At the timeline of this page, AI generation is at a slow pace. The development of Natural Language Processing (NLP) has changed the game of language generation which is currently being used throughout various generative AI chatbots such as ChatGPT, Microsoft Copilot, and Google Gemini. The whole basis of language generation is through the training of computer models and algorithms which can learn from a large dataset of information. For example, there are mixed sentence models which tend to perform better as they take a larger sampling size of sentenced data rather than just words^{[10]}. These models continuously develop over time through the integration of more data. This allows for better communication over time as more information is being learned from which the AI can feed.

The image on the right(or followed on mobile) portrays how these models are implemented to communicate with users trying to learn about information and things around the world.

== Applications of generative AI ==
Generative AI for language use has been applicate to industries and markets across the world such as customer service, games, translation, and other technical tasks such as understanding large chunks of data. Focusing in customer service, AI chatbots such as ChatGPT and Google Gemini utilize natural language processing (NLP) to work, understand, and communicate with users live to offer responses and opinions depending on the questions asked. They not only mimic human interaction but represent themselves as their own being which allows for one-on-one interaction with users by developing language and their own way of talking. In the field of gaming, non-playable characters (NPC's) are used to better the in game experience by providing insights from the bots and other characters that are implemented in many story-mode and first person shooter (FPS) games.

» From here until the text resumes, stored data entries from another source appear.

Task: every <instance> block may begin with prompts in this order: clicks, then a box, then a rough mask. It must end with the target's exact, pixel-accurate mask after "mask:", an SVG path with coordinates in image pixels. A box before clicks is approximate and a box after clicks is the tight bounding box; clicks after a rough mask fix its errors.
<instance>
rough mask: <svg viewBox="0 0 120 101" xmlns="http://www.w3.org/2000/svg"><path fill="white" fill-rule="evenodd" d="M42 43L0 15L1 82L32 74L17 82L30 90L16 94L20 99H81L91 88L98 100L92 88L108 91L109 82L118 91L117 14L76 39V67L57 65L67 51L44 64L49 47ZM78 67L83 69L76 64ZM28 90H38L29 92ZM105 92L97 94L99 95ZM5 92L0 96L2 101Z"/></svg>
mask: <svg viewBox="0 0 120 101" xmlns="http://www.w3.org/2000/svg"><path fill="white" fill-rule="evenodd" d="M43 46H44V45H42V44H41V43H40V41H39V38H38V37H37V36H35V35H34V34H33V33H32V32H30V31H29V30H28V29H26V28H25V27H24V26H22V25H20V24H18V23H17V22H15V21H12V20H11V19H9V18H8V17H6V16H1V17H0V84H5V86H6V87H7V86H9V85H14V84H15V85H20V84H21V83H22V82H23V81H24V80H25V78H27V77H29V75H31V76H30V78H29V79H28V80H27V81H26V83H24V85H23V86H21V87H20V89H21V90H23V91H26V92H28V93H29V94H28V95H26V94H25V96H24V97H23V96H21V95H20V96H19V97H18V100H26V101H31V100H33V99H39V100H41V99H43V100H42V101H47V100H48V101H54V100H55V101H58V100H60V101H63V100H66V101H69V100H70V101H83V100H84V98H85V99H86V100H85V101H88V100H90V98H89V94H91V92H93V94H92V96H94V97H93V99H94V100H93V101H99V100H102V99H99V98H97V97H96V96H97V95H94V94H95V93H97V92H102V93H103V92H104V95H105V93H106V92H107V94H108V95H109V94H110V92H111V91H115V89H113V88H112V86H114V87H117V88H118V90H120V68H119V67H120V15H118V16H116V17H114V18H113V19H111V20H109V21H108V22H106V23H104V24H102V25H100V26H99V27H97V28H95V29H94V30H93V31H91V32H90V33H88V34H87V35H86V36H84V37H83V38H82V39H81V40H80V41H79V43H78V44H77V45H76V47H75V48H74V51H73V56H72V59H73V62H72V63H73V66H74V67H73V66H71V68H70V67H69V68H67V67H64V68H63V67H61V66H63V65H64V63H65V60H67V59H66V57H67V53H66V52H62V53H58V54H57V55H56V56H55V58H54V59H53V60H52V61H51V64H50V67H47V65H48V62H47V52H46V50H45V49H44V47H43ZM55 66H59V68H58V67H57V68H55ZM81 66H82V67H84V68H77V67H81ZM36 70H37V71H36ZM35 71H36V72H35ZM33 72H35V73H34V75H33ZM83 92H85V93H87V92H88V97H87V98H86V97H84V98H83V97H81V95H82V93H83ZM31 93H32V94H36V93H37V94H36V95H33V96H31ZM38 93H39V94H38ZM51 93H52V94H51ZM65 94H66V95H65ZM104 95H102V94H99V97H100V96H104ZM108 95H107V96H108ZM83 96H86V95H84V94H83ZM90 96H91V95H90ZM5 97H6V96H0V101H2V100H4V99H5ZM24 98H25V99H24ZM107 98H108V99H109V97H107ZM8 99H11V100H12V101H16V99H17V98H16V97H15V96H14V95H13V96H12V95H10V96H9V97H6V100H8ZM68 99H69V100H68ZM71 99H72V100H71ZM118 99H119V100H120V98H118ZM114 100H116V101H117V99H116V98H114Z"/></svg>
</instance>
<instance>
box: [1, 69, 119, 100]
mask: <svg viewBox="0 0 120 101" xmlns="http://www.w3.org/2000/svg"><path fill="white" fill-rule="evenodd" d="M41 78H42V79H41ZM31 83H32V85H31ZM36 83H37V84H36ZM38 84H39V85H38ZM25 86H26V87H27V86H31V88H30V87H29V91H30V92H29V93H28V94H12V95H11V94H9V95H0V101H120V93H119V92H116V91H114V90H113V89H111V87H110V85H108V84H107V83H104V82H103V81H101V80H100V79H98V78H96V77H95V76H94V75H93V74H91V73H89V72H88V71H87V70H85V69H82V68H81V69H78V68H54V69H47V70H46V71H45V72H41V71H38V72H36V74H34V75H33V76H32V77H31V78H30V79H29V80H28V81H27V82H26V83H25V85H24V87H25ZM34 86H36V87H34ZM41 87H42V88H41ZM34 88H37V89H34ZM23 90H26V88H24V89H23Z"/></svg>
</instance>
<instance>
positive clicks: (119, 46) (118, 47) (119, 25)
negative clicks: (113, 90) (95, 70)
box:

In addition, when using for translation, these generative AI's are able to understand thousands of other languages and translate them to help the user understand information. This is helpful and leads to a larger appeal of an audience. These applications are evolving over time and portray the various uses of language through AI in industries, markets, and daily situations.

== Challenges and limitations of AI language creation ==
Although AI seems to be evolving rapidly, it faces many technical challenges. For example, in many cases the language used by AI is very vague, and thus confusing for the user to understand. In addition, there is a "black-box problem"^{[11]} in which there is a lack of transparency and interpretability in the language of AI outputs. In addition, as premium versions of AI chatbots come forward, they can scrape data from the web, which may lead to biases in the information they present. AI models could accidentally form opinions based on the language (words and sentences) from which they are trained. This is undesirable for a neutral-minded AI.

It is intended to overcome these limitations and challenges in future, as the models learn more language through conversations and information they receive. This will strengthen language creation and aid in the conversational skills and understanding of the AI, which can then be implemented to an acceptable standard.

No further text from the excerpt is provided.